Kadınlar Dünyası, 30 Mart 1918
Yüzyılın başından günümüze ulaşan bu satırlar kadınların yaşamlarını değiştirme istek ve azmini vurgulamak açısından son derece çarpıcı. Biz kadınlar yıllarca kendi geçmişimizden haberci yaşadık. Bu bilinmezlik nereden kaynaklanıyor? Tarih gerçeği olduğu gibi gösteriyor mu? Kadınların, özellikle de kadın tarihi konusunda araştırma yapan kadınların yanıtlaması gereken ilk ve temel sorulardan biridir bu. Kadınlara ait koskoca bir deneyimler zincirinin ilk halkasını ancak bu yolla yakalayabiliriz. Uzun ve titiz bir çalışmanın ürünü olan Osmanlı Kadın Hareketi, Osmanlı döneminde yaşamış, hakları için mücadele vermiş büyükannelerimizin gizli kalmış pratiklerine Kadınlar Dünyası dergisinin satırları arasında dolaşarak, kadın bakış açısından yeniden hayat kazandırıyor.
“Ah, yirminci asır!

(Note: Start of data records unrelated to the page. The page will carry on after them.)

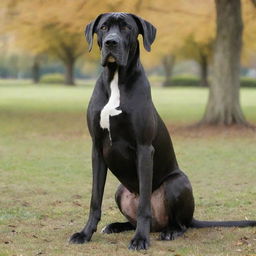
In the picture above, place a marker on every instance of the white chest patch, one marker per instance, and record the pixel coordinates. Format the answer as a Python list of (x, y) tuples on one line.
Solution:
[(110, 109)]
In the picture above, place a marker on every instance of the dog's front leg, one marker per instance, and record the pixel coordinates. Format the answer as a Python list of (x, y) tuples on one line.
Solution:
[(140, 240), (99, 178)]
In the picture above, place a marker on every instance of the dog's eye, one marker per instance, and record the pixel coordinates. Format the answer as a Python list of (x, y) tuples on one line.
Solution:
[(126, 27), (104, 27)]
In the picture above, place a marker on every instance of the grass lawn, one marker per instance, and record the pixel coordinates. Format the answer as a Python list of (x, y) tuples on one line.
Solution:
[(45, 174)]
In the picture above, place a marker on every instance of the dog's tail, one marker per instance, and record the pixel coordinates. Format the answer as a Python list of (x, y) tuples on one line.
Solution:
[(206, 224)]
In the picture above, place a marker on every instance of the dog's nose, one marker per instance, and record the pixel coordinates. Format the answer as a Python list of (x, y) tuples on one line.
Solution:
[(111, 43)]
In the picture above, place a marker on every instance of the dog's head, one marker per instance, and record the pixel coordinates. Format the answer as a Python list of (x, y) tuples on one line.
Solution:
[(117, 35)]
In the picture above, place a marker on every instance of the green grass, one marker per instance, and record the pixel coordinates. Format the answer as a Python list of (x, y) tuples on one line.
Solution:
[(45, 174)]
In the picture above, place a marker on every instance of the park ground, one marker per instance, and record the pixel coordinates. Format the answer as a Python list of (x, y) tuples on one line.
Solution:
[(45, 174)]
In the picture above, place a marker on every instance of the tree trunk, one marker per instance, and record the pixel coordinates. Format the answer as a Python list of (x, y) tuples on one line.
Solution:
[(36, 70), (69, 72), (223, 104), (168, 64), (203, 70)]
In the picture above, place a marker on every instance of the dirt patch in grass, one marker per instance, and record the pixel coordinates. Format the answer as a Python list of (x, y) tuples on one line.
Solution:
[(206, 131)]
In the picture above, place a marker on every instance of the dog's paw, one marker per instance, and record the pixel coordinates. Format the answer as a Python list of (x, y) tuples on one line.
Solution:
[(139, 243), (107, 230), (78, 238)]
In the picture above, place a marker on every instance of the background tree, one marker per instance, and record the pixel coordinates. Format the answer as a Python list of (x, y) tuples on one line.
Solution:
[(223, 104)]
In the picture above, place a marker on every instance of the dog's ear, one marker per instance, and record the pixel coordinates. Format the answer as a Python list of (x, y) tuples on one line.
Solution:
[(147, 30), (90, 30)]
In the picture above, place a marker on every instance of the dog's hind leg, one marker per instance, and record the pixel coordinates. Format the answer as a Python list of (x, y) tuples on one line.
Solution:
[(180, 205), (117, 227)]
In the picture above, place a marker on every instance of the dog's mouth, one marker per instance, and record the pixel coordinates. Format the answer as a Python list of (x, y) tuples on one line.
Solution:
[(109, 58)]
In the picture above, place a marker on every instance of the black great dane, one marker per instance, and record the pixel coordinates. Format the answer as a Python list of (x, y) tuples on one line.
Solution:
[(131, 140)]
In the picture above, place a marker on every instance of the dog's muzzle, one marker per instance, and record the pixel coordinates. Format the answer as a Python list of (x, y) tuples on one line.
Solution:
[(112, 50)]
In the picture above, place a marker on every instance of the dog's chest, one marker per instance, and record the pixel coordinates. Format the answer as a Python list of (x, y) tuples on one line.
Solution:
[(110, 109)]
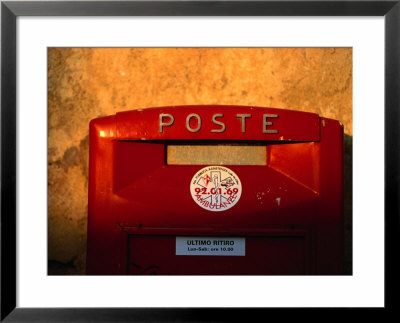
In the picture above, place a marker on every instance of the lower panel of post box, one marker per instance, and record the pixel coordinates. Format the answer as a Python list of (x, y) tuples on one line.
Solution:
[(256, 255)]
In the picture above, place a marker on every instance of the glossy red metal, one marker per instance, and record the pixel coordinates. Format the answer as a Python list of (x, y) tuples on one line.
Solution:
[(290, 210)]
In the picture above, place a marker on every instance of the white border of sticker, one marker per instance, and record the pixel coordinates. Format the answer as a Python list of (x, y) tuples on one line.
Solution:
[(216, 188)]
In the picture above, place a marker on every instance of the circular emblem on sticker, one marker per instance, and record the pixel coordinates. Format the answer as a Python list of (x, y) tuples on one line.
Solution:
[(216, 188)]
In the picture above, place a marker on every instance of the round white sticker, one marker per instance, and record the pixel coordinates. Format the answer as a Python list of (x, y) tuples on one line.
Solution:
[(216, 188)]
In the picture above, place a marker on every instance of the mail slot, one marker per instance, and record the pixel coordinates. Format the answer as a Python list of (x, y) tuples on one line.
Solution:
[(215, 190)]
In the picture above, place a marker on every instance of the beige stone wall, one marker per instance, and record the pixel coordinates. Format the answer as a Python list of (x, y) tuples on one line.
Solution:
[(85, 83)]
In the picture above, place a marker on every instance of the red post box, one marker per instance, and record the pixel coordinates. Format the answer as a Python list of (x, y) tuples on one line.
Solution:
[(215, 190)]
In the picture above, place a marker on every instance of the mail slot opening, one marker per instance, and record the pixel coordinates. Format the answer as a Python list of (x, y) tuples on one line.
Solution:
[(249, 155)]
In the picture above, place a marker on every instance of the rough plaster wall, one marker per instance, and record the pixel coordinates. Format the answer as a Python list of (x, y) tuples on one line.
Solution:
[(85, 83)]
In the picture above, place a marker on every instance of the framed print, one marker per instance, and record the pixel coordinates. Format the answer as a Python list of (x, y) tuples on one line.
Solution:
[(66, 63)]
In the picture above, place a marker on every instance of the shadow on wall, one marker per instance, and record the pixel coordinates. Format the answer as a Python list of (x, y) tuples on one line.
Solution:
[(75, 264)]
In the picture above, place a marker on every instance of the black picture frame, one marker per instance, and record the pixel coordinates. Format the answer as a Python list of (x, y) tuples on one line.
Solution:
[(10, 10)]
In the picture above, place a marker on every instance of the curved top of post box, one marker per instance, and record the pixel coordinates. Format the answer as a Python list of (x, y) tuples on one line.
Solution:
[(217, 122)]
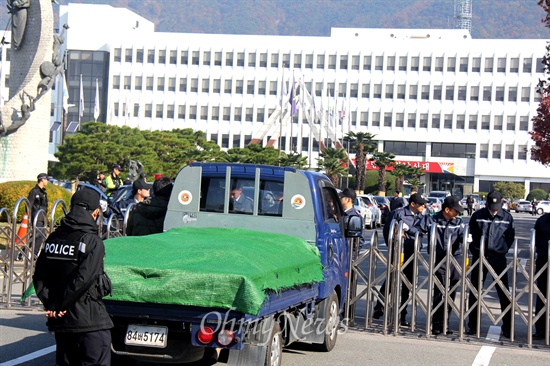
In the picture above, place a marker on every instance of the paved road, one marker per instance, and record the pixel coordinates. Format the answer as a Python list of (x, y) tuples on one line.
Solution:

Ey muhterem ânât [zamanlar]!.. Ey kadın asrı, seni takdir ederim. Sen, ilk mes'ud, mebde'sin [başlangıç noktası]! Seni ta'kib edecek zamanlardan artık eminiz!” “Evet, hanımlar, emin olun biz böyle kalmayacağız. Bir gün, büyük bir gün gelecek ki yükseklerde gördüğümüz ve korktuğumuz her şey, basdığımız yerlerde sürünecek; bütün bu müessesât bir vehimdir, bir dumandır; kırılacak ve uçacak. Yerine, o zaman asıl bir güneş, bir ziyâ, bir harâret başlayacak. Sönenler hep hayaldir ve hakikat ebedi bir şu'ledir [alev].” “Dünyanın her köşesine dikkat ediniz, bir inkılabın bidayetinde [başlangıç] bulunuyoruz. Emin olunuz, bu inkılap, bir erkek ihtilâli gibi kanlı ve vahşi olmayacak. Bilakis nezih ve nisbeten sessiz, lâkin mutlaka semredâr olacak; buna itikâd ediniz hanımlar!”
19. Yy ve 20. Yy başlarında kadınlarımızın ne zorlukları aştığını gösteren muazzam bir çalışma. Özellikle kadının basın tarihindeki yerini merak edenler için biçilmiş kaftan.
tarih yazımı yalnızca erkek perspektifinden yapıldığı, yüzyıllar boyunca da kadın varlığı ve mücedelesi kadın tarihi özne olarak görülmediği, modernleşme, gelişme, kalkınma meselelerinde eriyip gittiği için hiiiç bilmediğimiz şeyler öğreniyoruz.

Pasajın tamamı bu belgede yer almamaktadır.